3. Burt RK, Marmont A, Oyama Y et al. Randomized controlled trials of autologous hematopoietic stem cell transplantation for autoimmune diseases: the evolution from myeloablative to lymphoablative transplant regimens. Arthritis Rheum 2006; 54(12):3750-60.
4. 2000 TEC Assessments; Tab 1.
5. 2001 TEC Assessments; Tab 14.
6. Burt RK, Traynor A, Statkute L et al. Nonmyeloablative hematopoietic stem cell transplantation for systemic lupus erythematosus. JAMA 2006; 295(5):527-35.
7. Petri M, Brodsky R. High-dose cyclophosphamide and stem cell transplantation for refractory systemic lupus erythematosus. JAMA 2006; 295(5):559-60.
8. Saccardi R, Kozak T, Bocelli-Tyndall C et al. Autologous stem cell transplantation for progressive multiple sclerosis: update of the European Group for Blood and Marrow Transplantation autoimmune diseases working party database. Mult Scler 2006; 12(6):814-23.
9. Illei GG. Hematopoietic stem cell transplantation in autoimmune diseases: is the glass half full of half empty? Arthritis Rheum 2006; 54(12):3730-4.
10. Martin R. Is haematopoietic stem cell transplantation a treatment option for severe MS or not?
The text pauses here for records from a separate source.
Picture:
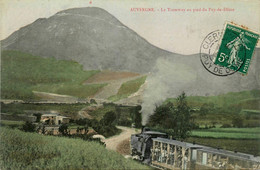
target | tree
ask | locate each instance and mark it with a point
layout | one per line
(109, 118)
(63, 129)
(237, 122)
(28, 127)
(177, 119)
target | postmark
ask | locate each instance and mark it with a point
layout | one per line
(208, 53)
(236, 48)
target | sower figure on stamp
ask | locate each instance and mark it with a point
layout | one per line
(235, 46)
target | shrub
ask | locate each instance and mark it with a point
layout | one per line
(28, 127)
(226, 126)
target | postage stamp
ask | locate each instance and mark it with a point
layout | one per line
(236, 48)
(208, 52)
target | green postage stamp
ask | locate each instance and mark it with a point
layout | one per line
(236, 48)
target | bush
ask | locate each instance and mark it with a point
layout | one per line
(226, 126)
(63, 129)
(237, 122)
(28, 127)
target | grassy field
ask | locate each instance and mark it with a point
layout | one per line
(128, 88)
(246, 99)
(20, 150)
(12, 124)
(65, 109)
(22, 73)
(229, 135)
(245, 146)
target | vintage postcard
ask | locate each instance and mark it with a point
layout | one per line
(133, 84)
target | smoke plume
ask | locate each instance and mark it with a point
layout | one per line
(160, 85)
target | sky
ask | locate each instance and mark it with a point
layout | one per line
(175, 31)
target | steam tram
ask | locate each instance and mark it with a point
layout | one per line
(156, 149)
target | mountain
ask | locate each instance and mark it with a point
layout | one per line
(90, 36)
(97, 40)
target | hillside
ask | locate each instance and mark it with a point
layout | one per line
(21, 150)
(98, 41)
(18, 80)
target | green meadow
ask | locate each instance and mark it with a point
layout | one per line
(22, 73)
(21, 150)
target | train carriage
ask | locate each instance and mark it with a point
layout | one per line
(156, 149)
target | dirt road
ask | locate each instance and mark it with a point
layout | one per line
(113, 142)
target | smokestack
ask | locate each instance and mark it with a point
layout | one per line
(142, 130)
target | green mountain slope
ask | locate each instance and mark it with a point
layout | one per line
(20, 150)
(22, 73)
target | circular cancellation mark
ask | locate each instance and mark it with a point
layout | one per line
(208, 51)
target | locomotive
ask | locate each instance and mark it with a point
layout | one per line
(141, 144)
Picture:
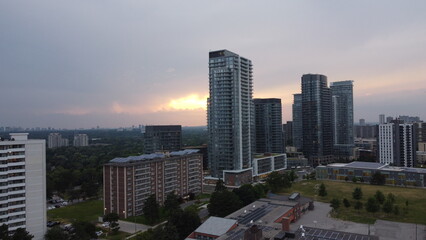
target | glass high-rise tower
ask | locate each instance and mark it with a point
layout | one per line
(230, 112)
(316, 118)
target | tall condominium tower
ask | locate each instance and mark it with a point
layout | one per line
(162, 138)
(316, 118)
(230, 112)
(269, 134)
(343, 118)
(23, 184)
(382, 119)
(297, 121)
(397, 144)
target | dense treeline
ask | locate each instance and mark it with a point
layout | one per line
(76, 172)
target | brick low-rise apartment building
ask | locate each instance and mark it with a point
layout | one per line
(129, 181)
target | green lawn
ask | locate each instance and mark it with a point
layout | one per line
(416, 200)
(141, 219)
(85, 211)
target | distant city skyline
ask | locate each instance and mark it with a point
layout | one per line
(114, 64)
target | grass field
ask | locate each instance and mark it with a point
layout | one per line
(85, 211)
(416, 197)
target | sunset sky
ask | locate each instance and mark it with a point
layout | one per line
(72, 64)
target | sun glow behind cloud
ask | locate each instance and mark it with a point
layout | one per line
(190, 102)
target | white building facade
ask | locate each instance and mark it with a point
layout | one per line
(23, 184)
Brain 2007; 130(pt 5):1181-2.
11. Scolding N. Stem cell therapy in patients with multiple sclerosis. Mult Scler 2006; 12(6):677-8.
12. Tyndall A, Gratwohl A. Adult stem cell transplantation in autoimmune disease. Curr Opin Hematol 2009; 16(4):285-91.
13. Saccardi R, Di Gioia M, Bosi A. Haematopoietic stem cell transplantation for autoimmune disorders. Curr Opin Hematol 2008; 15(6):594-600.